Les Liaisons Dangereuses opened at the Central Square Theater in Cambridge this week, with a twist. The all-male cast plays all the parts male and female, meaning that you'll see a scene in which a man playing a woman lies legs-wide on a couch about to be seduced by another man.
It's hard to tell if the all-male casting is political, we want you to see men cavorting together, or sociological, we want to challenge traditional gender assignments, or merely titillating, we want to infuse an old story with our unique flavor. Maybe its a combination of all of the above, but writer Christopher Hampton and director Lee Mikeska Gardner have left us with a production describing the superficiality, deceptions and sexual conquests of Paris in the 1780s that itself feels at times a bit superficial, like a party trick without much of a point.
In that way, maybe it's all very Cambridge. I've seen three plays at the Central Square Theater this season: Guards at the Taj, Women Who Mapped the Stars, and this one. Upon reflection, taken together they all feel like a walk down the political alleyways of today's progressive Left, shadowed by a woman swinging a didactic cudgel. Race, ethnicity, and most of all gender lurk behind every corner, with someone always waiting there to "improve" you in ways neither subtle nor terribly insightful should you fail to get the point. For a play that runs two and a half hours curtain up to curtain down, Liaisons offers its fair share of "improvement."

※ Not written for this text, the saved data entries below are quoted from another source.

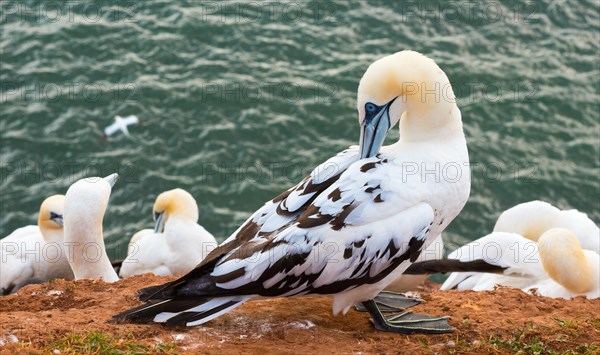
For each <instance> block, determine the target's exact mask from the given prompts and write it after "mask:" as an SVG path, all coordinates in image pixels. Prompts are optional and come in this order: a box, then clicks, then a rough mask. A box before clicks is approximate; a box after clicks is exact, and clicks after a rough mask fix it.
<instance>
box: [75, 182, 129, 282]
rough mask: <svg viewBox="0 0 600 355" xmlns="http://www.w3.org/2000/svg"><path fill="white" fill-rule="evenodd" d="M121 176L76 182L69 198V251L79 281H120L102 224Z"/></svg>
mask: <svg viewBox="0 0 600 355" xmlns="http://www.w3.org/2000/svg"><path fill="white" fill-rule="evenodd" d="M118 178H119V175H118V174H112V175H109V176H107V177H105V178H100V177H89V178H85V179H81V180H78V181H76V182H75V183H74V184H73V185H71V187H69V190H67V193H66V195H65V214H64V228H65V247H66V248H68V251H69V255H68V257H69V264H70V265H71V269H72V270H73V274H74V275H75V279H76V280H79V279H96V280H100V279H102V280H104V281H105V282H115V281H117V280H119V277H118V276H117V273H116V272H115V270H114V269H113V267H112V265H111V263H110V260H109V258H108V255H107V253H106V248H105V246H104V235H103V233H102V223H103V219H104V214H105V212H106V208H107V207H108V200H109V198H110V193H111V190H112V187H113V185H114V184H115V182H116V181H117V180H118Z"/></svg>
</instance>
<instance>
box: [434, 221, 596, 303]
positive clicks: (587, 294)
mask: <svg viewBox="0 0 600 355" xmlns="http://www.w3.org/2000/svg"><path fill="white" fill-rule="evenodd" d="M448 258H449V259H458V260H461V261H471V260H478V259H482V260H484V261H485V262H487V263H489V264H492V265H497V266H501V267H503V268H505V270H504V274H500V275H497V274H485V273H477V272H455V273H452V274H450V276H449V277H448V279H447V280H446V282H444V284H443V285H442V287H441V289H442V290H450V289H459V290H475V291H482V290H493V289H494V288H495V287H496V285H502V286H509V287H516V288H520V289H522V290H524V291H527V292H531V293H535V294H538V295H540V296H546V297H552V298H565V299H570V298H572V297H575V296H580V295H583V296H586V297H588V298H590V299H592V298H598V297H600V273H599V268H600V255H599V254H598V253H596V252H594V251H592V250H585V249H582V247H581V245H580V243H579V239H578V238H577V236H576V235H575V234H574V233H573V232H572V231H570V230H568V229H565V228H551V229H549V230H546V231H544V232H543V234H542V235H541V236H540V237H539V239H538V241H537V242H535V241H532V240H529V239H527V238H525V237H523V236H521V235H519V234H515V233H505V232H493V233H492V234H489V235H487V236H485V237H483V238H480V239H478V240H476V241H474V242H471V243H469V244H467V245H465V246H463V247H461V248H459V249H457V250H455V251H454V252H452V253H451V254H450V255H449V256H448Z"/></svg>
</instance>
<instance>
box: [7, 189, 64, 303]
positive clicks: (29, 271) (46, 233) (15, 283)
mask: <svg viewBox="0 0 600 355" xmlns="http://www.w3.org/2000/svg"><path fill="white" fill-rule="evenodd" d="M64 199H65V197H64V196H63V195H53V196H50V197H48V198H46V199H45V200H44V202H42V205H41V206H40V210H39V213H38V224H37V226H26V227H22V228H19V229H16V230H15V231H14V232H12V233H11V234H9V235H8V236H6V238H3V239H2V240H0V250H1V251H2V262H1V267H0V293H1V294H2V295H5V294H9V293H13V292H16V291H17V290H18V289H19V288H21V287H23V286H25V285H27V284H30V283H39V282H44V281H49V280H51V279H57V278H63V279H72V278H73V272H72V271H71V267H70V266H69V263H68V261H67V257H66V256H67V255H66V253H65V251H64V249H63V208H64Z"/></svg>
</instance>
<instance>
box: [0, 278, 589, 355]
mask: <svg viewBox="0 0 600 355" xmlns="http://www.w3.org/2000/svg"><path fill="white" fill-rule="evenodd" d="M171 279H172V278H166V277H157V276H151V275H143V276H138V277H134V278H130V279H125V280H121V281H119V282H117V283H114V284H107V283H104V282H101V281H91V280H81V281H64V280H56V281H53V282H50V283H45V284H40V285H31V286H27V287H25V288H23V289H21V290H20V291H19V292H18V293H17V294H15V295H11V296H7V297H2V298H0V353H1V354H13V353H41V354H70V353H73V354H75V353H97V354H112V353H132V354H134V353H147V352H150V353H188V352H189V353H226V354H242V353H243V354H247V353H255V354H256V353H260V354H286V353H290V354H291V353H309V354H313V353H341V354H349V353H365V354H373V353H385V354H394V353H472V352H476V353H516V352H523V353H531V354H543V353H565V352H571V353H589V354H598V353H600V299H597V300H587V299H585V298H577V299H574V300H571V301H566V300H560V299H550V298H544V297H539V296H534V295H529V294H526V293H524V292H521V291H520V290H516V289H508V288H500V289H497V290H495V291H494V292H471V291H468V292H464V291H461V292H459V291H439V290H436V285H435V284H432V283H429V284H428V285H426V286H425V287H424V288H423V289H421V290H419V291H418V294H419V295H420V296H421V298H423V299H424V300H425V302H424V303H423V304H421V305H418V306H416V307H414V309H413V310H414V311H415V312H417V313H426V314H431V315H449V316H450V317H451V320H450V324H451V325H452V326H453V327H455V328H456V331H455V332H454V333H453V334H445V335H400V334H392V333H385V332H379V331H376V330H375V329H374V328H373V326H372V325H371V324H370V322H369V316H368V315H367V314H366V313H361V312H357V311H354V310H351V311H350V312H349V313H348V314H347V315H346V316H337V317H334V316H332V314H331V299H330V298H328V297H302V298H293V299H273V300H263V301H255V302H250V303H247V304H245V305H243V306H241V307H240V308H238V309H236V310H234V311H232V312H230V313H229V314H226V315H224V316H221V317H219V318H217V319H215V320H213V321H210V322H208V323H207V324H205V325H204V326H199V327H191V328H174V329H173V328H165V327H163V326H161V325H156V324H154V325H131V324H113V323H109V322H108V321H109V319H110V318H111V316H112V315H114V314H116V313H119V312H121V311H123V310H125V309H127V308H129V307H132V306H135V305H138V304H139V302H138V301H137V299H136V297H135V296H134V294H135V291H136V290H138V289H139V288H142V287H144V286H148V285H153V284H159V283H163V282H165V281H168V280H171Z"/></svg>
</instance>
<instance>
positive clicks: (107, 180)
mask: <svg viewBox="0 0 600 355" xmlns="http://www.w3.org/2000/svg"><path fill="white" fill-rule="evenodd" d="M104 180H105V181H106V182H108V183H109V185H110V187H111V188H112V187H113V186H115V183H116V182H117V180H119V174H117V173H114V174H110V175H108V176H107V177H105V178H104Z"/></svg>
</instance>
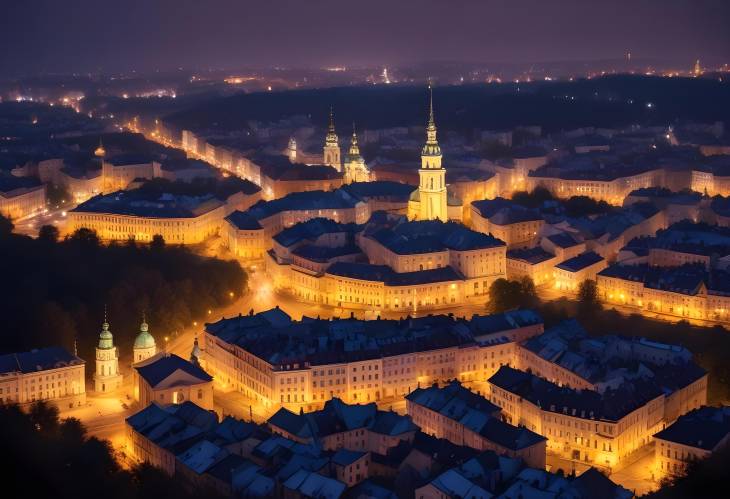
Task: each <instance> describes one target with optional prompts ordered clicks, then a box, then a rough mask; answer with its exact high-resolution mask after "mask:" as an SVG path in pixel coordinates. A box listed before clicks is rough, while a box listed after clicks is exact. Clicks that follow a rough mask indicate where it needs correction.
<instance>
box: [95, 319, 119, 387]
mask: <svg viewBox="0 0 730 499" xmlns="http://www.w3.org/2000/svg"><path fill="white" fill-rule="evenodd" d="M121 386H122V375H121V374H120V373H119V353H118V352H117V347H115V346H114V338H113V337H112V333H111V331H109V323H108V322H107V320H106V312H104V324H102V326H101V334H100V335H99V344H98V345H97V347H96V370H95V371H94V390H96V391H97V392H100V393H108V392H113V391H114V390H116V389H118V388H120V387H121Z"/></svg>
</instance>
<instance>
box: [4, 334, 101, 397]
mask: <svg viewBox="0 0 730 499" xmlns="http://www.w3.org/2000/svg"><path fill="white" fill-rule="evenodd" d="M38 400H45V401H48V402H51V403H53V404H55V405H57V406H58V408H59V409H61V410H64V409H71V408H74V407H81V406H83V405H85V404H86V369H85V363H84V361H83V360H82V359H81V358H79V357H77V356H76V355H74V354H71V353H69V352H68V351H66V350H65V349H64V348H60V347H48V348H42V349H38V350H32V351H30V352H20V353H10V354H4V355H0V404H2V403H8V404H10V403H16V404H20V405H25V404H31V403H33V402H36V401H38Z"/></svg>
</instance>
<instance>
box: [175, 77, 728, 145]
mask: <svg viewBox="0 0 730 499" xmlns="http://www.w3.org/2000/svg"><path fill="white" fill-rule="evenodd" d="M518 89H519V90H518ZM426 102H427V94H426V82H425V81H424V82H423V85H422V86H418V85H416V86H413V85H408V86H405V85H388V86H386V85H376V86H372V85H371V86H360V87H338V88H326V89H306V90H294V91H288V92H258V93H250V94H239V95H234V96H231V97H225V98H220V99H215V100H212V101H210V102H205V103H204V104H201V105H198V106H194V107H191V108H188V109H185V110H182V111H180V112H177V113H173V114H170V115H168V116H166V117H163V121H164V122H165V124H166V125H170V126H173V127H175V128H180V129H183V128H191V127H192V128H193V129H195V128H196V127H199V128H207V127H220V128H221V129H225V130H238V129H246V128H248V122H249V121H250V120H256V121H262V122H274V121H278V120H280V119H283V118H286V117H289V116H293V115H303V116H311V119H312V121H313V123H320V124H321V125H322V126H326V124H327V115H328V112H329V107H330V105H331V106H334V109H335V116H336V119H337V121H338V123H340V124H341V125H340V126H341V127H345V126H344V124H345V123H350V122H352V121H353V120H354V121H356V122H357V124H358V128H385V127H392V126H414V125H417V126H423V124H424V121H425V119H426V114H425V113H426ZM647 102H651V103H652V107H651V108H648V107H647V106H646V103H647ZM434 105H435V108H436V119H437V122H438V125H439V126H440V127H441V128H442V129H444V130H458V131H468V130H473V129H502V128H514V127H515V126H519V125H541V126H542V127H543V128H544V130H545V131H547V132H553V131H559V130H562V129H570V128H577V127H583V126H596V127H616V126H626V125H629V124H632V123H642V124H657V125H664V126H666V125H667V124H669V123H672V122H675V121H676V120H688V121H702V122H712V121H726V120H728V119H730V85H729V84H728V83H727V82H720V81H718V80H715V79H707V78H660V77H646V76H631V75H617V76H606V77H603V78H594V79H590V80H589V79H580V80H576V81H558V82H533V83H519V84H515V83H504V84H473V85H456V86H448V87H441V86H437V87H436V88H435V89H434ZM345 128H346V127H345Z"/></svg>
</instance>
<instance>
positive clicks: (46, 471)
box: [0, 402, 217, 499]
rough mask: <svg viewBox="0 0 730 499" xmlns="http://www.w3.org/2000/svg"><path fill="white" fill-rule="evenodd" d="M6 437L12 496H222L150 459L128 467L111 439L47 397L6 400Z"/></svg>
mask: <svg viewBox="0 0 730 499" xmlns="http://www.w3.org/2000/svg"><path fill="white" fill-rule="evenodd" d="M0 440H1V441H2V442H3V463H4V464H3V482H4V483H3V488H4V490H5V491H6V492H7V493H8V494H10V495H8V496H6V497H28V498H34V497H57V498H74V499H86V498H94V499H97V498H99V497H103V498H104V499H162V498H168V497H169V498H178V499H190V498H193V497H210V498H214V497H217V496H215V495H214V494H211V492H210V491H207V490H206V491H192V490H186V489H185V488H184V487H183V485H182V484H181V483H180V480H175V479H172V478H170V477H168V476H167V475H165V474H164V472H162V471H161V470H160V469H158V468H154V467H152V466H149V465H145V464H142V465H138V466H135V467H134V468H132V469H131V470H124V469H122V468H121V467H120V465H119V463H118V461H117V459H116V456H115V454H114V451H113V450H112V449H111V447H110V445H109V442H108V441H106V440H103V441H102V440H98V439H96V438H94V437H88V436H87V434H86V429H85V428H84V426H83V425H82V424H81V422H80V421H79V420H78V419H75V418H67V419H59V417H58V410H57V409H56V408H55V407H54V406H52V405H48V404H46V403H44V402H37V403H35V404H34V405H32V406H31V407H30V408H29V410H28V411H27V412H26V411H22V410H20V408H18V406H15V405H2V404H0ZM13 490H14V491H15V492H12V491H13Z"/></svg>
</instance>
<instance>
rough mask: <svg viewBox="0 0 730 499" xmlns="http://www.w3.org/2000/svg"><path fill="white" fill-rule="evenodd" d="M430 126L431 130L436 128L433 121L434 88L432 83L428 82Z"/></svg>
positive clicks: (428, 97)
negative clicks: (433, 98) (433, 94)
mask: <svg viewBox="0 0 730 499" xmlns="http://www.w3.org/2000/svg"><path fill="white" fill-rule="evenodd" d="M428 126H429V128H434V129H435V128H436V123H435V121H434V119H433V87H432V86H431V81H430V80H429V82H428Z"/></svg>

Nevertheless, there is an authenticity [there's that heinous word again] to theater that only conveys in the live performance. Our lives are otherwise saturated in screens, screens that amuse us and drug us just like Marx's religion did to his masses. I'm told that the John Malkovich/Glenn Close film of Liaisons is fabulous, but that's on a screen, and besides which, I don't like either of them as actors. Perhaps my cynicism shouldn't dissuade me from the two of them playing Pierre Choderlos de Laclos' two main protagonists: a male Vicomte de Valmont and a female Marquise de Merteuil. It might distract me less than the stage version, revealing in even starker contrast the pure human treachery going on before my eyes.